- Church: Episcopal Church
- Diocese: Navajoland
- Elected: March 24, 2010
- Previous post(s): Canon to the Ordinary, Episcopal Diocese of Utah; Rector, St Stephen's Episcopal Church, Phoenix, Arizona

Orders
- Ordination: February 10, 1980
- Consecration: August 7, 2010

Personal details
- Born: March 30, 1940 Canton, Ohio, U.S.
- Died: July 28, 2024 (aged 84)
- Alma mater: Episcopal Seminary of the Southwest

= David Earle Bailey =

American Episcopalian bishop (1940–2024)

David Earle Bailey (March 30, 1940 – July 28, 2024) was an American Episcopalian clergyman who was bishop of the Missionary Diocese of Navajoland, a missionary diocese of the Episcopal Church. He was consecrated bishop on August 7, 2010.

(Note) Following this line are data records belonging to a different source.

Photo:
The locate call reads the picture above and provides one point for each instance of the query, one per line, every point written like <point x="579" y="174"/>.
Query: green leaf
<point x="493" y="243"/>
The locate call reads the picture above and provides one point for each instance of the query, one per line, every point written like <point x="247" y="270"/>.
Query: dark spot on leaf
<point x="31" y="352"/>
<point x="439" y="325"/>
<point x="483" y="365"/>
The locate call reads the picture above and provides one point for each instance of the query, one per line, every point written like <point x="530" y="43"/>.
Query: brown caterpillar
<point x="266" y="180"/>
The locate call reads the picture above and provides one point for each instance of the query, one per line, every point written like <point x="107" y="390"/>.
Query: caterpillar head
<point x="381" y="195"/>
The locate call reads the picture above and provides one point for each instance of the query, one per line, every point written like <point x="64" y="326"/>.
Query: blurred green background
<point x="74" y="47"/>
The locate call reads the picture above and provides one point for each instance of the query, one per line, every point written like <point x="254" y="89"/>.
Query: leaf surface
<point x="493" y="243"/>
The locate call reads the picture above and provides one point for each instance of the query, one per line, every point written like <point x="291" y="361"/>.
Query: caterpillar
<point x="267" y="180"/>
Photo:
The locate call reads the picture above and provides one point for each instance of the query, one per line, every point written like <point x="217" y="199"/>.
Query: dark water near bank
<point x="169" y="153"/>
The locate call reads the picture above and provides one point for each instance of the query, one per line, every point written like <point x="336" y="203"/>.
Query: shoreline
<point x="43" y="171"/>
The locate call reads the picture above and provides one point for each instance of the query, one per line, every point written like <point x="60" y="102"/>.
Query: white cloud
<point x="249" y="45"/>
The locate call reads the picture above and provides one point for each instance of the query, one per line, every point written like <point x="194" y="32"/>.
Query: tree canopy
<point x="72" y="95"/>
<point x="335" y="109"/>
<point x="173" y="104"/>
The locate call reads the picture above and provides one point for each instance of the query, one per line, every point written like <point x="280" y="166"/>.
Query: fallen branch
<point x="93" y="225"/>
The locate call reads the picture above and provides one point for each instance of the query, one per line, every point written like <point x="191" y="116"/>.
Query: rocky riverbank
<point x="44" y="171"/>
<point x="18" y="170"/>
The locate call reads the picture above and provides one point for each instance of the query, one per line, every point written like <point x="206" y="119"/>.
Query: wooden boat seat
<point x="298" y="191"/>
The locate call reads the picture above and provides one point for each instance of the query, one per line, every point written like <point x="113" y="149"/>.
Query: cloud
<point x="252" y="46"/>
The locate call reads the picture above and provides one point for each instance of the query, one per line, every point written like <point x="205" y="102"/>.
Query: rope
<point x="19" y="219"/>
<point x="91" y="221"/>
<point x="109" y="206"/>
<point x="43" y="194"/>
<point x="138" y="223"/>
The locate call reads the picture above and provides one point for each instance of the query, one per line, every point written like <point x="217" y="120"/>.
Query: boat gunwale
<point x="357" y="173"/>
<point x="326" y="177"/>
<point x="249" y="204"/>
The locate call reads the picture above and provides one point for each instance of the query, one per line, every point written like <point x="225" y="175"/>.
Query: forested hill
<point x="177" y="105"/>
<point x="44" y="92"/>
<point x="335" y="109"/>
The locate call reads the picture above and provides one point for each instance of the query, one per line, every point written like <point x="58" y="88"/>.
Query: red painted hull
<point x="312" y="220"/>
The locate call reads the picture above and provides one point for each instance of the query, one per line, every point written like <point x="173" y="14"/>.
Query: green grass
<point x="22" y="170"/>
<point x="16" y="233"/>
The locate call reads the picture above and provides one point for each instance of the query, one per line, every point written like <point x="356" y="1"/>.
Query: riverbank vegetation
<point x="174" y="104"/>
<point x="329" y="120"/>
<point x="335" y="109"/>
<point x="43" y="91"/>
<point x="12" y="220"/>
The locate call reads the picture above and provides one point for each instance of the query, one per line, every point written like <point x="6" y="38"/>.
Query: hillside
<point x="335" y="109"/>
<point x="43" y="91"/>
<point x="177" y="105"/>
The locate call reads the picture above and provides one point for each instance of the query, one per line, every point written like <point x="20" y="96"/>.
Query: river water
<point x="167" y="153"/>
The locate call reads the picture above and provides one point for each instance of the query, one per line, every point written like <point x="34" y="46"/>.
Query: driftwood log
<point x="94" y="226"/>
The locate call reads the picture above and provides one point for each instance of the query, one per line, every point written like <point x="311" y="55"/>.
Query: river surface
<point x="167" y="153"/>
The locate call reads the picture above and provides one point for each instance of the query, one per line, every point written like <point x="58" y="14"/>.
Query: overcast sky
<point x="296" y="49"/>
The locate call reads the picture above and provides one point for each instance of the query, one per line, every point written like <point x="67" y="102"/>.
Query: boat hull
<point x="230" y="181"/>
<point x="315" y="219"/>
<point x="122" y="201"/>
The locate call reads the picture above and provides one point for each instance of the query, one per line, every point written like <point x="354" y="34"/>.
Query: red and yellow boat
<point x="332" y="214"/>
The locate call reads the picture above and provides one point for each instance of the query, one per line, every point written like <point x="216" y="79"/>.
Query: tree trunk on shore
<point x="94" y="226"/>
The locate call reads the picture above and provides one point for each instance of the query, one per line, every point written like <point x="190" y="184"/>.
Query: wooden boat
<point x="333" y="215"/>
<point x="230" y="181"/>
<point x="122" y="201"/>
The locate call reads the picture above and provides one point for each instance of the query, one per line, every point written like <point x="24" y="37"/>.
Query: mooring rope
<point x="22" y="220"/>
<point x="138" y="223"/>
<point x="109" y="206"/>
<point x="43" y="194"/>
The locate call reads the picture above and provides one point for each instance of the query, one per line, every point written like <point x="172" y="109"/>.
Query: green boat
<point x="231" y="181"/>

Bailey was ordained to the priesthood in 1980 and received an MDiv from the Episcopal Seminary of the Southwest. He had previously served as rector of St. Stephen's Episcopal Church in Phoenix, Arizona, and as canon to the ordinary and development director in the Episcopal Diocese of Utah. He was a member of Bishops Against Gun Violence.

Consecrated bishop at age 70, he was the second oldest person to be made a bishop in the Episcopal Church and the first septuagenarian since the eighteenth-century.

Bailey died on July 28, 2024, at the age of 84.